Gerade auf der BBC (Worldservice) gehört: eine einstündige Sendung über das Hakenkreuz.
Darin wird u.a. argumentiert, dass die ursprüngliche Bedeutung des Hakenkreuzes im indischen Raum, lustigerweise auch in der Ukraine, und eigentlich überall auf der Welt sehr positiv und sicher völlig un-anti-semitisch gewesen sei. Der Beitrag schlussfolgert allen Ernstes, dass das Hakenkreuz, da weltweit verbreitet, die Menschheit einigen könne und lässt in großer Länge Gruppen und Menschen zu Wort kommen, die sich für seine Rehabilitierung stark machen.
Das klingt logisch, ist es aber nicht.
Wer sich für eine Rehabilitierung des Hakenkreuzes einsetzt, ohne sich selber als Nazi zu sehen, strebt eine Bedeutungsänderung an. Das ist in der Tat möglich, und es stimmt ja auch, dass das Hakenkreuz einst ein harmloses, jedenfalls nicht antisemitisches Symbol war. Erst der deutsche Nationalsozialismus hat es durch die massive Verwendung im Zusammenhang mit der NS-Ideologie zu einem international bekannten Symbol von Faschismus und Judenhass gemacht.
Eine neuerliche Bedeutungsänderung wäre also möglich - aber um welchen Preis?
Zunächst wären natürlich alle alten und neuen Nazis begeistert über eine neue Ausrede, dieses Symbol wieder öffentlich verwenden zu können.

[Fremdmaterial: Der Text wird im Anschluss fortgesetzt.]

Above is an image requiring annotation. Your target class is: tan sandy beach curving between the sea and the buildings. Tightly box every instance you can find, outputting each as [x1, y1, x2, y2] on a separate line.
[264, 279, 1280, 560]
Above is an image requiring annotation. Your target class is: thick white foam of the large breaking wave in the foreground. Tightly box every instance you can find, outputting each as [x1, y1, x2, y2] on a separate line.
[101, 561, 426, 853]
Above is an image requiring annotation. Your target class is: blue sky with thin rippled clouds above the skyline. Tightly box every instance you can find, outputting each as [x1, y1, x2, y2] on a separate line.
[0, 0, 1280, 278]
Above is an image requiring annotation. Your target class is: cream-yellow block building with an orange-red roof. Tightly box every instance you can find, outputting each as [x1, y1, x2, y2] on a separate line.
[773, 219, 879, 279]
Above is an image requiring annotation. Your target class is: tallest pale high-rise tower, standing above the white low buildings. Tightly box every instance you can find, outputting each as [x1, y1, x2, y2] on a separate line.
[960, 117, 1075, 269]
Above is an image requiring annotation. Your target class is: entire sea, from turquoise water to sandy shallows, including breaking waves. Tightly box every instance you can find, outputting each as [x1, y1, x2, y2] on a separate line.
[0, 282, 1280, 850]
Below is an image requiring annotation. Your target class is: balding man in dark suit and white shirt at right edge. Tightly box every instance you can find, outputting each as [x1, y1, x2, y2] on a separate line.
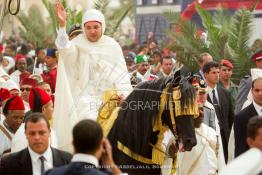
[234, 78, 262, 157]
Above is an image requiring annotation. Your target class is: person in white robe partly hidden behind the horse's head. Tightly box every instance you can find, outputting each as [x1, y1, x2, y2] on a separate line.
[176, 108, 225, 175]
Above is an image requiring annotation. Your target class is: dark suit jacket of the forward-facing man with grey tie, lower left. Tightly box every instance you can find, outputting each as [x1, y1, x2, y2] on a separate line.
[0, 148, 72, 175]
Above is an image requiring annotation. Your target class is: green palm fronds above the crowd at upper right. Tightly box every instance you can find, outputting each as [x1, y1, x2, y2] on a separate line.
[164, 6, 261, 81]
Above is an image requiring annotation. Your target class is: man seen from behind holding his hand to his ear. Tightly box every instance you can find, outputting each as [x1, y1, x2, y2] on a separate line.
[46, 119, 121, 175]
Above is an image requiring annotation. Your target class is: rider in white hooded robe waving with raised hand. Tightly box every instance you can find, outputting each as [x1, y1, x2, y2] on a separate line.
[54, 0, 132, 149]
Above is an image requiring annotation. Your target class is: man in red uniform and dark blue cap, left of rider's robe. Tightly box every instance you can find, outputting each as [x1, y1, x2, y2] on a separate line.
[42, 48, 58, 93]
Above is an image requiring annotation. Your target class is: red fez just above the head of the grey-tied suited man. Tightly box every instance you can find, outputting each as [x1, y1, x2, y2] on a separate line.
[29, 87, 52, 111]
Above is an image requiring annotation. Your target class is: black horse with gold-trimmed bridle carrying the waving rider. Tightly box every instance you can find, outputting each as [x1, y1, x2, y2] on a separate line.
[103, 74, 196, 175]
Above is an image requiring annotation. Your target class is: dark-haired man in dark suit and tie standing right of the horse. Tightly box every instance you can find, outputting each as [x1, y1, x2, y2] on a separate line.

Sollte sich die symbolische Bedeutung mit der Zeit tatsächlich verändern, wäre das für die Nazis natürlich ärgerlich, da ihr angestammtes Symbol seine überaus starke Aussagekraft verlieren würde. Aber was könnte die neue Bedeutung des Hakenkreuzes werden? Gerade weil es offenbar zu vielen Zeiten von vielen Kulturen verwendet wurde, hat es auch viele verschiedene und meist sehr vage Bedeutungen. Die in der BBC-Sendung vorgestellten BefürworterInnen des Hakenkreuzes konnten sich nicht auf eine einzige Bedeutung einigen. Es wäre ein Leichtes, das Hakenkreuz durch vielfältigen Gebrauch wieder alltagstauglich zu machen. Das gilt aber nicht für den Plan, eine neue, die alte überlagernde Bedeutung zu etablieren.

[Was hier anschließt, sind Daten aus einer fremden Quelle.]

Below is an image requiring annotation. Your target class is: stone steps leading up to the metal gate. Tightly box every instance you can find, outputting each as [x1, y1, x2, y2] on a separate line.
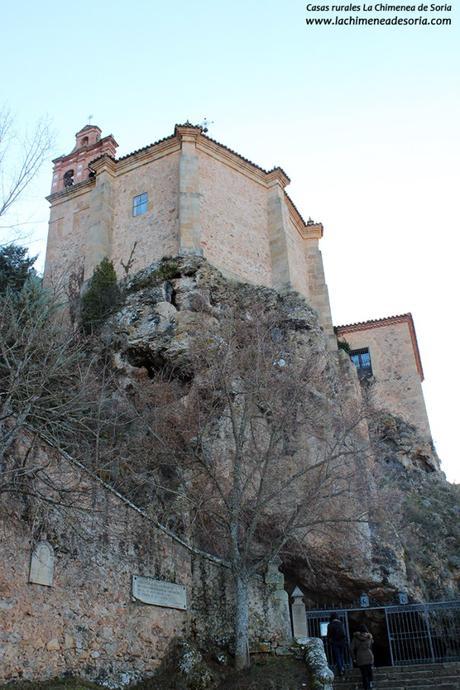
[334, 662, 460, 690]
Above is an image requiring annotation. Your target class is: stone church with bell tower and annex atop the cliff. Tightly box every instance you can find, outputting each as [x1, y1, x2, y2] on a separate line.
[45, 122, 430, 438]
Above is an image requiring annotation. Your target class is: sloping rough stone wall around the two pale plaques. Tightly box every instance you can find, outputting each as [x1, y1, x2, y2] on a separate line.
[0, 440, 290, 687]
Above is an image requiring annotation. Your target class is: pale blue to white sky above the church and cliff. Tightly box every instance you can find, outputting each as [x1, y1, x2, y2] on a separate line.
[0, 0, 460, 481]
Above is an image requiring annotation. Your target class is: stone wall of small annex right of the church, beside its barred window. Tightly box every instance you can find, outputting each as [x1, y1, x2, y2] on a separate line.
[337, 314, 431, 439]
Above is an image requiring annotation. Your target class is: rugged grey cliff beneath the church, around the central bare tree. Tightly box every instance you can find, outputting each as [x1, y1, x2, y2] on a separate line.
[102, 257, 459, 604]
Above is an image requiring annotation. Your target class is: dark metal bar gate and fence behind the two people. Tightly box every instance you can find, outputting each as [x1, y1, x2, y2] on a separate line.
[307, 601, 460, 668]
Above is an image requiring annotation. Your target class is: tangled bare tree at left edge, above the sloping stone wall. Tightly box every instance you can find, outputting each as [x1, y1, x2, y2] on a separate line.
[0, 278, 117, 498]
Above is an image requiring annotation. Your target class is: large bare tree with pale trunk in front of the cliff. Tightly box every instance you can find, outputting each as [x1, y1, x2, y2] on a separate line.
[123, 305, 374, 668]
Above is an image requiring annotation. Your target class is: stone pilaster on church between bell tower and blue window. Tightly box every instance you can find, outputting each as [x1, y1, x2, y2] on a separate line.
[84, 156, 115, 281]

Und selbst wenn es gelänge: Die alte durch eine neue Bedeutung zu ersetzen bedeutet auch, dass man die alte für weniger relevant als die neue hält. Können wir das wirklich sagen? Ist die bisherige Bedeutung des Hakenkreuzes tatsächlich weniger gewichtig als das alles-und-nichts, für das das Hakenkreuz nach Meinung seiner BefürworterInnen künftig stehen soll? Wird die Irritation, die JüdInnen angesichts seiner Trivialisierung empfinden aufgewogen durch die Erleichterung Anderer, die sich die Verwendung dieses Symbols nicht länger verkneifen müssen?

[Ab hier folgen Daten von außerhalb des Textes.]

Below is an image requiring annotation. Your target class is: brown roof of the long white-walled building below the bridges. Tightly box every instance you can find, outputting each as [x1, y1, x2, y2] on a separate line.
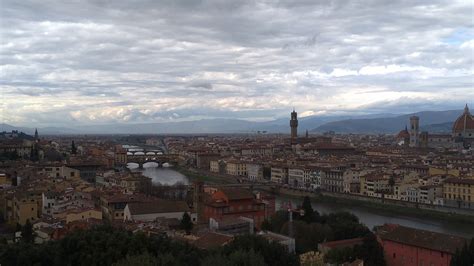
[128, 200, 193, 215]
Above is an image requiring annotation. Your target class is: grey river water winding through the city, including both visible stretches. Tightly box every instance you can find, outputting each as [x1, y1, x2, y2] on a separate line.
[128, 163, 474, 238]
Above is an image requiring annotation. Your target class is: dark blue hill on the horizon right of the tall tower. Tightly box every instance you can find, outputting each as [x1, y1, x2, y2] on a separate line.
[312, 110, 462, 134]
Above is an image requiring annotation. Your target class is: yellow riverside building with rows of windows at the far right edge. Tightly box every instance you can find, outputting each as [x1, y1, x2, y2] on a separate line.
[443, 178, 474, 209]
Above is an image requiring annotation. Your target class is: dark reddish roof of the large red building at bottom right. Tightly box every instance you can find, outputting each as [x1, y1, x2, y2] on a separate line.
[376, 224, 467, 254]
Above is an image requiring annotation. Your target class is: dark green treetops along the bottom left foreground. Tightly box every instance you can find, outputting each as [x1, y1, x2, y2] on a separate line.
[0, 225, 298, 266]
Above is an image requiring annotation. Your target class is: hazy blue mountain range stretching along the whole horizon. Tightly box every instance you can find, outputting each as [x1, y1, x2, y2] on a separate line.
[0, 110, 462, 135]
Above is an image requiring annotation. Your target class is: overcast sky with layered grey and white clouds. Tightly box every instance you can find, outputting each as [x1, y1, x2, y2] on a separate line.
[0, 0, 474, 126]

Die massive öffentliche Verwendung des Hakenkreuzes im Zusammenhang mit mörderischem Antisemtitismus war auf eine kurze Zeit beschränkt und ist jetzt glücklicherweise Geschichte. Dass diese Zeit vorbei ist, bedeutet aber nicht, dass sie keine bleibenden Auswirkungen hat.
Zu diesen Auswirkungen gehört es, dass wir in einer unwiderbringlich veränderten Welt leben, die uns verpflichtet, die Erinnerung an den NS zu bewahren und das Gedenken an seine Opfer zu ehren. Kaum einer der heute lebenden Mensche ist für die Verbrechen des NS verantwortlich. Aber für einen angemessenen Umgang mit der Geschichte sind alle verantwortlich. Und das bedeuter auch, dass die symbolische Bedeutung des Hakenkreuzes nicht trivialisiert werden darf.